Re: [HACKERS] TODO list updated

Bruce Momjian <pgman@candle.pha.pa.us>

From: Bruce Momjian <pgman@candle.pha.pa.us>
To: Tom Lane <tgl@sss.pgh.pa.us>
Cc: Hiroshi Inoue <Inoue@tpf.co.jp>, PostgreSQL-development <pgsql-hackers@postgreSQL.org>
Date: 2000-01-13T03:02:40Z
Lists: pgsql-hackers
> Bruce Momjian <pgman@candle.pha.pa.us> writes:
> > We currently do not use indexes to handle ORDER BY because it is slower,
> 
> Er, actually, we *do* use indexes for ORDER BY currently:
> 
> regression=# explain select * from tenk1 order by unique1;
> NOTICE:  QUERY PLAN:
> Index Scan using tenk1_unique1 on tenk1  (cost=760.00 rows=10000 width=148)
> 
> If you start psql with PGOPTIONS="-fi" you can see that the optimizer
> believes an explicit sort would be much slower:
> 
> regression=# explain select * from tenk1 order by unique1;
> NOTICE:  QUERY PLAN:
> Sort  (cost=3233.91 rows=10000 width=148)
>   ->  Seq Scan on tenk1  (cost=563.00 rows=10000 width=148)
> 
> but (at least on my machine) the explicit sort is marginally faster.
> Evidently, the cost estimate for an explicit sort is *way* too high.

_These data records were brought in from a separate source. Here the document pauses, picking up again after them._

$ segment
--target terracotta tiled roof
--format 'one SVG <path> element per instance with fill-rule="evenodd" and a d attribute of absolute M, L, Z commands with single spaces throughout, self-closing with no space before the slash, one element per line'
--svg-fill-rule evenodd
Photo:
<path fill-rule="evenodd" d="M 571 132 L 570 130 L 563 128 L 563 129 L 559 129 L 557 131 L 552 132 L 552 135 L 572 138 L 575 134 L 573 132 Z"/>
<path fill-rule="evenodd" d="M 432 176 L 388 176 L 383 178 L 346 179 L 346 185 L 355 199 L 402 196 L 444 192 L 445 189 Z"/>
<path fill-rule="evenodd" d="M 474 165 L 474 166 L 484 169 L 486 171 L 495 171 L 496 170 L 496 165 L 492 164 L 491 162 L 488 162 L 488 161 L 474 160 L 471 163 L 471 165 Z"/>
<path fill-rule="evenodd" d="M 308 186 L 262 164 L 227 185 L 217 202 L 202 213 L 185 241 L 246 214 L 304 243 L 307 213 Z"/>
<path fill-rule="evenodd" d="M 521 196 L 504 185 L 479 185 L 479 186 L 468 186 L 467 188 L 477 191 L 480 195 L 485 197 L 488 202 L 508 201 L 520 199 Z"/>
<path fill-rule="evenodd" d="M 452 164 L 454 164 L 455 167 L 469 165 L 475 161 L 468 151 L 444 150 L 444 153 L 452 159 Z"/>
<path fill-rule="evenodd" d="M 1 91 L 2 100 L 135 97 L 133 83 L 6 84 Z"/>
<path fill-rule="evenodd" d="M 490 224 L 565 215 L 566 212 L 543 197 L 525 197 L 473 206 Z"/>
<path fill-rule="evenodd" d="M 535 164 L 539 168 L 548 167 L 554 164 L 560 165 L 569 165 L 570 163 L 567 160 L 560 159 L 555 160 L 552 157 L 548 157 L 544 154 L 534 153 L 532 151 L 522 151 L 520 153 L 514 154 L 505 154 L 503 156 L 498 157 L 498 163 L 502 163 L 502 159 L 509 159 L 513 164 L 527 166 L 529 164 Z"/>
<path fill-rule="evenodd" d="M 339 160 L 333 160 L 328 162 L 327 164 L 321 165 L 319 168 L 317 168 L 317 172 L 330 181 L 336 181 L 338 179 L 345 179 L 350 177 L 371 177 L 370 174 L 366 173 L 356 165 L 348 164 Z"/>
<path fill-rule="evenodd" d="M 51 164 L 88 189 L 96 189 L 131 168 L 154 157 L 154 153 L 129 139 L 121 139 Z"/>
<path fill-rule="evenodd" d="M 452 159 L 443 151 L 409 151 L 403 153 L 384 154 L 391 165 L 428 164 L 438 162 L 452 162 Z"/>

But it shouldn't be using the ORDER BY, except when the number of rows
processed is less than the full table, right?

> 
> I have been poking at this and am currently thinking that the CPU-vs-
> disk scaling constants (_cpu_page_weight_ and cpu_index_page_weight_)
> may be drastically off for modern hardware.  This is one of the
> optimizer issues that I'm hoping to resolve for 7.0.

Makes sense.  CPU's have gotten much faster than disk.